In den Monaten vor der Nacht im November 2000, in der Eckard Rütz vor nunmehr 20 Jahren ermordet wurde, fielen in Mecklenburg-Vorpommern mit Klaus-Dieter Gerecke, Jürgen Seifert und Norbert Plath mindestens drei weitere Menschen den tödlichen Übergriffen von Neonazis zum Opfer, weil sie aus Sicht der Täter*innen „störten“ oder für sie schlichtweg minderwertig waren. Zwischen 1996 und 2002 sind in Mecklenburg-Vorpommern mindestens acht Fälle bekannt, bei denen die Verachtung gegenüber Wohnungs- oder Arbeitslosen oder gegenüber Suchtkranken dazu führte, dass Menschen ermordet wurden.

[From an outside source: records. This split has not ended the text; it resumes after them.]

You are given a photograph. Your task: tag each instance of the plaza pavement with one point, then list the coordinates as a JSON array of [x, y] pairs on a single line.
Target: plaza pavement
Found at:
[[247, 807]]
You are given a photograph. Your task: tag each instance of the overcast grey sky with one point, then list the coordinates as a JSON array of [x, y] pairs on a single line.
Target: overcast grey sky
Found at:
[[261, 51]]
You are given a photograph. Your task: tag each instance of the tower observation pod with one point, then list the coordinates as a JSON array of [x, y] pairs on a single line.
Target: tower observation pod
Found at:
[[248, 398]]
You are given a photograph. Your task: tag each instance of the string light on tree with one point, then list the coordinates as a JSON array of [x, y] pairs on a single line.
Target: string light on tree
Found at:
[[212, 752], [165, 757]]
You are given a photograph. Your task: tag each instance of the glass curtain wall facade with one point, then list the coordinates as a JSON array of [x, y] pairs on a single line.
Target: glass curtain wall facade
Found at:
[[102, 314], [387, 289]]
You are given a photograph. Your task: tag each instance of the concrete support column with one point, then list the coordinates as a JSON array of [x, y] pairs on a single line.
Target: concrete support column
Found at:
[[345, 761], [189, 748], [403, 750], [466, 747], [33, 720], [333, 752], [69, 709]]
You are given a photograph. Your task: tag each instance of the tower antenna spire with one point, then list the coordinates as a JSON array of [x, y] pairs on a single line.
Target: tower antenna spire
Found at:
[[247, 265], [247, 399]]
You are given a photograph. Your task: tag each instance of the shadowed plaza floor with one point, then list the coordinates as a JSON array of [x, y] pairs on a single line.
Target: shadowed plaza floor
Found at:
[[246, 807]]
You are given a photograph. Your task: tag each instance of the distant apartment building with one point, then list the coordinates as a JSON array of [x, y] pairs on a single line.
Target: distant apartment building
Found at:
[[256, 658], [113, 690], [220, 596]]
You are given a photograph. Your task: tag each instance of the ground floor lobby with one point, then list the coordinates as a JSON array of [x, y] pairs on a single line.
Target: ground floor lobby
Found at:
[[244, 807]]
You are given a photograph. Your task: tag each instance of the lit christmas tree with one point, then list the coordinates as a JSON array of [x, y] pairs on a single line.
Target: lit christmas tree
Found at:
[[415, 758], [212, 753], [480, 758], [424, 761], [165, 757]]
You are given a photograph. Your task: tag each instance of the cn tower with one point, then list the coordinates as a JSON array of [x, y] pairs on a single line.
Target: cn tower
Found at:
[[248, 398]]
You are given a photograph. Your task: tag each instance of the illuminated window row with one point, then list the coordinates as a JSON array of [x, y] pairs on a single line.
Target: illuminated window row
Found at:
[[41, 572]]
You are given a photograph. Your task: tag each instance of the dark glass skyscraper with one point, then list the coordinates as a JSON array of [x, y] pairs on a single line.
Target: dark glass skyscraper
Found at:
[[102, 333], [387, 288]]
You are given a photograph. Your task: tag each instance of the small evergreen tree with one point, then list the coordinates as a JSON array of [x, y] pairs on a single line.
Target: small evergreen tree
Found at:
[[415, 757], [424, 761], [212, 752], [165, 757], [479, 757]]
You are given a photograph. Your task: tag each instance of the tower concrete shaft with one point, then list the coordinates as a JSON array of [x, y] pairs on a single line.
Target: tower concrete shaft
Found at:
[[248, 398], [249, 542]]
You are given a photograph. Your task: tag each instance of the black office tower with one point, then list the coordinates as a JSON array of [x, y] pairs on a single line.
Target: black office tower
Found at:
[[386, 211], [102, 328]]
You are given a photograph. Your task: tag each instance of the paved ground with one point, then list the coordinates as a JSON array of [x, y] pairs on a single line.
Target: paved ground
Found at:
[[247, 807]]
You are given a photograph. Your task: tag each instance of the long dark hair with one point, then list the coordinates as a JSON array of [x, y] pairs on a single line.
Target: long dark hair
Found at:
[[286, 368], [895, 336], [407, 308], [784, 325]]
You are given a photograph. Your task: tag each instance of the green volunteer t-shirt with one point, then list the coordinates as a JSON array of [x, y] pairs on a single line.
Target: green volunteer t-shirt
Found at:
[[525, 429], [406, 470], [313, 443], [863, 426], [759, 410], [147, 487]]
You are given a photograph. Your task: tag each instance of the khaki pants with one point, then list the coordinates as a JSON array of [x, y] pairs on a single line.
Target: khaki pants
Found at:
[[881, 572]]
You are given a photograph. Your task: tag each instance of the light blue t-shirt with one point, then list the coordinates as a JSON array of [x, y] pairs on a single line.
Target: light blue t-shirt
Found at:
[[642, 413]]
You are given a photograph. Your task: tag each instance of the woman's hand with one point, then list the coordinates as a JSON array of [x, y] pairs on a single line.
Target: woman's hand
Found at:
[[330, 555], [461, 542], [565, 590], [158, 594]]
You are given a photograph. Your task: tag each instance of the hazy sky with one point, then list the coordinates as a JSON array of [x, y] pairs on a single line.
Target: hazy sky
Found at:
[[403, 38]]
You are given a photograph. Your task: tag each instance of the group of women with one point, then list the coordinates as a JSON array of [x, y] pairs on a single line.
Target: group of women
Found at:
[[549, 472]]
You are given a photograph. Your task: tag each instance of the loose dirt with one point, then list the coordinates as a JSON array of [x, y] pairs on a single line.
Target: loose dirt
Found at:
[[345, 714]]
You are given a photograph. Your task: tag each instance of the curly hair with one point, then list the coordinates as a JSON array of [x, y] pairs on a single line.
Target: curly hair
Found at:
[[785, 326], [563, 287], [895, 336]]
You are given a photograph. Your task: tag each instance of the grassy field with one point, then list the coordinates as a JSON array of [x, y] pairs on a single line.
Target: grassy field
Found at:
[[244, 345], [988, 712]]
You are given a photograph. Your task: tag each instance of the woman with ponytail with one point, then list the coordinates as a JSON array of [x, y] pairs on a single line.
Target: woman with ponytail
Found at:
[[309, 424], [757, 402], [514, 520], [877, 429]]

Die Jahre um 2000 blieben vielen Betroffenengruppen als die Zeit der eskalierenden rechten Gewalt in Erinnerung. Die NPD als damals zentraler Akteur der deutschen Neonaziszene benannte 1997 den Kampf um die Straße als einen zentralen Punkt ihrer politischen Agenda und aktivierte junge Neonazis im gesamten Bundesgebiet dies umzusetzen, auch die freien Kameradschaften und Naziskins in Mecklenburg-Vorpommern. Ihr Ziel war es den öffentlichen Raum zu dominieren und national befreite Zonen zu schaffen. Angriffe auf Asylsuchende und Migrantinnen, wohnungs- oder arbeitslose Menschen, politische Gegnerinnen und andere Menschen, die nicht in das enge Weltbild der Neonazis passten, waren an der Tagesordnung und zunehmend von hemmungsloser Brutalität gezeichnet. Für viele Betroffenengruppen dieser eskalierenden Gewalt war es eine Zeit der Angst.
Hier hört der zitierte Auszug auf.